1 Kings 17:8-10a - Then the Word of the Lord came to him (Elijah), "Arise, go to Zarephath, which belongs to Sidon, and dwell there. Behold, I have commanded a widow there to feed you." So he arose and went to Zarephath.
If there ever was a group of people in the world who had the right to consider themselves special to God, it was ancient Israel. God had created their nation, called them into being, given them a land to live in, and granted them many great promises that would be fulfilled if only they would stay faithful. But of course, they didn't. They left the Lord their God and went after idols, and as a result, famine came on their land.
That was when God did something unexpected. God sent His prophet Elijah out of the country, to a neighboring country full of idol worshipers, where God promised to provide for his needs. There, Elijah found a woman gathering firewood to cook the last meal she had in the house for her family. He asked her to feed him first -- something that must have seemed pretty cheeky to the woman. But she did as he asked, and Elijah's promise came true: "Thus says the Lord, the God of Israel, 'The jar of flour shall not be spent, and the jug of oil shall not be empty, until the day that the Lord sends rain upon the earth" (1 Kings 17:14). The woman and her child and Elijah all ate until the famine ended.
Look at the Lord's care for outsiders! This woman was no Israelite; she was a widow of Zarephath, which is to say a Gentile and probably an idol worshiper herself. With her husband dead and a dependent son, she was doubtless poor. Her life would have meant nothing to most people then. But to God -- ah, the difference she meant to God. He sent His prophet to her. He provided for her needs and that of her son. Don't you think the woman became a believer in the God of Israel before it was all over?

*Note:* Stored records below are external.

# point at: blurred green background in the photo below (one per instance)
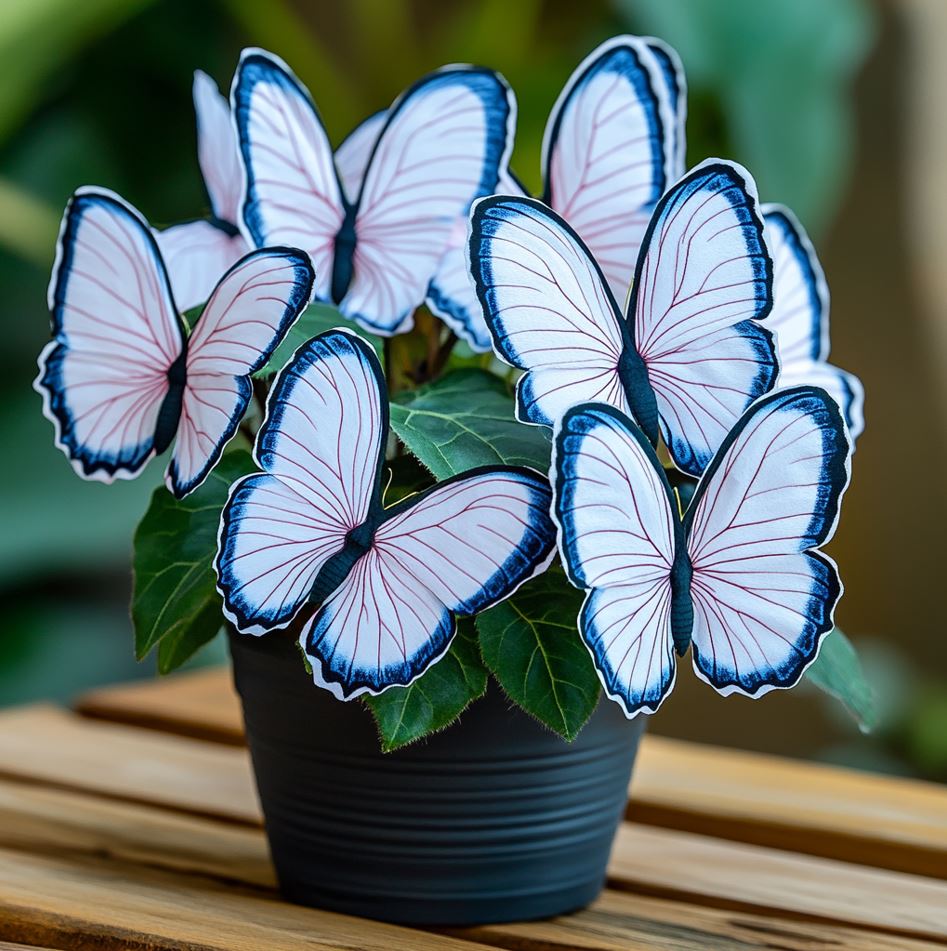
(833, 106)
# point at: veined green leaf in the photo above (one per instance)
(175, 603)
(532, 646)
(436, 698)
(466, 419)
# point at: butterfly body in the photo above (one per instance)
(374, 215)
(682, 605)
(738, 579)
(687, 355)
(123, 378)
(169, 413)
(633, 373)
(377, 590)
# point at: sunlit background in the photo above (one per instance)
(836, 107)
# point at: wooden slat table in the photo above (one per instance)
(133, 823)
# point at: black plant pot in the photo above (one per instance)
(494, 819)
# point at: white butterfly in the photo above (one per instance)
(688, 356)
(375, 224)
(310, 533)
(800, 317)
(123, 377)
(614, 143)
(738, 580)
(196, 253)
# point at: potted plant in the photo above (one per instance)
(432, 559)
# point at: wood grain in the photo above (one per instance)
(819, 810)
(618, 922)
(739, 877)
(77, 871)
(201, 704)
(111, 817)
(44, 744)
(869, 819)
(97, 902)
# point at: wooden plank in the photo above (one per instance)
(740, 877)
(865, 818)
(710, 872)
(82, 903)
(60, 823)
(44, 744)
(618, 922)
(127, 873)
(201, 704)
(858, 817)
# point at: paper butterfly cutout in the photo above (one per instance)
(122, 377)
(689, 357)
(196, 253)
(800, 317)
(614, 143)
(384, 584)
(376, 231)
(738, 579)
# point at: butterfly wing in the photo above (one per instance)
(703, 280)
(763, 595)
(451, 295)
(606, 153)
(116, 333)
(218, 152)
(443, 145)
(456, 548)
(675, 87)
(246, 318)
(351, 157)
(617, 536)
(281, 526)
(844, 387)
(547, 306)
(196, 254)
(293, 195)
(800, 316)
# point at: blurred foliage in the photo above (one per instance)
(98, 92)
(770, 86)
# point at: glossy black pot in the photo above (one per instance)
(493, 819)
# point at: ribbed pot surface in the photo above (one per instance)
(493, 819)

In today's world, there is backlash against the "others" -- people who are different from us, either in language, color, culture, or economic level. The amount of fear and hatred out there is scary. But God is not participating in that madness. God cares -- not just about the powerful, righteous, orthodox prophet Elijah, but also about the poor, foreign, unwanted woman of Zarephath. And He cares even about us, too, no matter what side of the street we come from.
Jesus got into trouble once for preaching on this story. The people loved His sermon -- until He pointed out that the woman God helped was a foreigner. Then they started yelling. They drove Him out of the synagogue and tried to throw Him off a cliff. But God did not allow that, and Jesus got away (see Luke 4:24-30).
Can we welcome those who are outsiders, just as God did: those who are poor, foreign, speak a different language, or follow other customs? Can we welcome them as God has welcomed us? For certainly, the great majority of us are not descendants of Israel. Yet, in His mercy, God saw to it that the life-saving news of His Son Jesus reached all the way to us -- Jesus, who died for us and for all people.
Indeed, let us show that same welcome to others.
THE PRAYER: Father, help me welcome the ones You love. In Your Son's Name we pray. Amen.